In a formal statement signed by three attorneys—Thiago Minagé, Hugo Novais, and Thaise Assad—the defense made a broader argument: the police inquiry could not be closed while internal contradictions remained. Witnesses had been called back multiple times, and some had changed their stories between interviews. If that was true for others, the lawyers argued, it should certainly be true for Monique herself. She deserved to be heard again.

Jairinho's own attorney, Braz Sant'Anna, responded by calling the defense letter a work of fiction. The characterization was sharp and dismissive, offering no engagement with the substance of the request.

At the station, Monique's team made clear they were prepared to escalate. If police refused to re-interview her, they said they would appeal to the state prosecutor's office. Minagé, one of her lawyers, framed it as a matter of procedure and diligence. "We're waiting and trusting that police will do their job properly," he said. "Not based on guesswork or hasty conclusions, but on what we're presenting." He added: "We believe the police authority won't be negligent enough to refuse to hear her."

Criminal law experts noted that police were not technically obligated to re-interview Monique if investigators already had enough evidence to proceed with charges. She would have her chance to defend herself in court. Still, many believed a new statement could help clarify what happened in that apartment on March 8. The investigation remained open, the contradictions unresolved, and the question of what happened to Henry Borel still hung over the case.

A person under the influence of sedatives would not have the motor control to carry a child, drive a car, perform mouth-to-mouth resuscitation, or give a coherent statement to hospital staff.
— Prosecutor Marcos Kac, dismissing the drugging hypothesis
An inquiry cannot be closed while internal contradictions remain. If witnesses were called back and changed their stories, the same standard should apply to Monique.
— Monique's defense team, in formal statement
The Hearth Conversation Another angle on the story
Inventor

Why does the defense think medical records matter if the prosecutor has already dismissed the drugging theory?

Model

Because if they can show Jairinho prescribed something to Monique that day, it shifts the narrative from her being a willing participant to being compromised.

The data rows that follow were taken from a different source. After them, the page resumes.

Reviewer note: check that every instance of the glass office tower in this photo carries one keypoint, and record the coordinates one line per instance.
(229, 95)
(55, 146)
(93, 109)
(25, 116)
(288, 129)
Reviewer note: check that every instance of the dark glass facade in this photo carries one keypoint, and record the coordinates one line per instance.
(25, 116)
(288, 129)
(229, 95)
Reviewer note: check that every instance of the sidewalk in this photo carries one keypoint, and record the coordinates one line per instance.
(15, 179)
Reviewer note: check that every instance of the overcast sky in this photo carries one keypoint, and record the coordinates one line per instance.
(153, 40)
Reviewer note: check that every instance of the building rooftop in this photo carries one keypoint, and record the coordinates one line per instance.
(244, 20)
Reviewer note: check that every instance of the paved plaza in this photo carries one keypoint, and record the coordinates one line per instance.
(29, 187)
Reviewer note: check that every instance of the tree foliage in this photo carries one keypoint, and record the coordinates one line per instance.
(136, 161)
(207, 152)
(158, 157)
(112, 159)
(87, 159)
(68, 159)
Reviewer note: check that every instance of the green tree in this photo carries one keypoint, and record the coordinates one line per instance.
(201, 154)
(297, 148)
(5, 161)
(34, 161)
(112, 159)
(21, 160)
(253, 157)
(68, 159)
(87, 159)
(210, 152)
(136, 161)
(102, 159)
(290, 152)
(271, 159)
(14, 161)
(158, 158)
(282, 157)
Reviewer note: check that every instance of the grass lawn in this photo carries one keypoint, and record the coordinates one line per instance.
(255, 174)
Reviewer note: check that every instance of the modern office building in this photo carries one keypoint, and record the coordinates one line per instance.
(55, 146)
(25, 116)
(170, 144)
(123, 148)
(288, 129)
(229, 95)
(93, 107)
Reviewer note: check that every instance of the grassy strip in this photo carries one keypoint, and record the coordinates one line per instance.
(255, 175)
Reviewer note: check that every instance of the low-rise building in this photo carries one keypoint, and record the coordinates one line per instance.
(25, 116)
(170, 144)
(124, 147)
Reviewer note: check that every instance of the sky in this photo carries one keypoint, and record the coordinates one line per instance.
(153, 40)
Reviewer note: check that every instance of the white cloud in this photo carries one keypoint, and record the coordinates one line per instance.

It's not about proving she was unconscious—it's about creating reasonable doubt about her state of mind and her culpability.

Inventor

But the prosecutor's logic seems sound. A sedated person couldn't do what she did.

Model

True, but the defense isn't arguing she was knocked out. They're saying she was medicated in a way that might have affected her judgment or memory. There's a difference between being unable to function and being impaired enough to make poor decisions or have gaps in what you remember.

Inventor

Why are they threatening to go to the state prosecutors if police won't re-interview her?

Model

Because they sense the investigation is moving toward closure, and they want a record that they asked for this and were refused. It protects them later in court—they can argue the investigation was incomplete, that police didn't pursue leads the defense offered.

Inventor

Does the fact that witnesses changed their stories help Monique's case?

Model

It helps her argument that the investigation is messy and incomplete. If other people's accounts shifted, why shouldn't hers be revisited? It's a procedural argument more than a factual one, but in criminal defense, procedure can matter as much as facts.

Inventor

What does Jairinho's lawyer calling it "fiction" actually accomplish?

Model

It's a rhetorical move—dismissal without engagement. He's signaling to the court and media that the defense is grasping, making things up. Whether it's true or not, it frames the defense as desperate rather than thorough.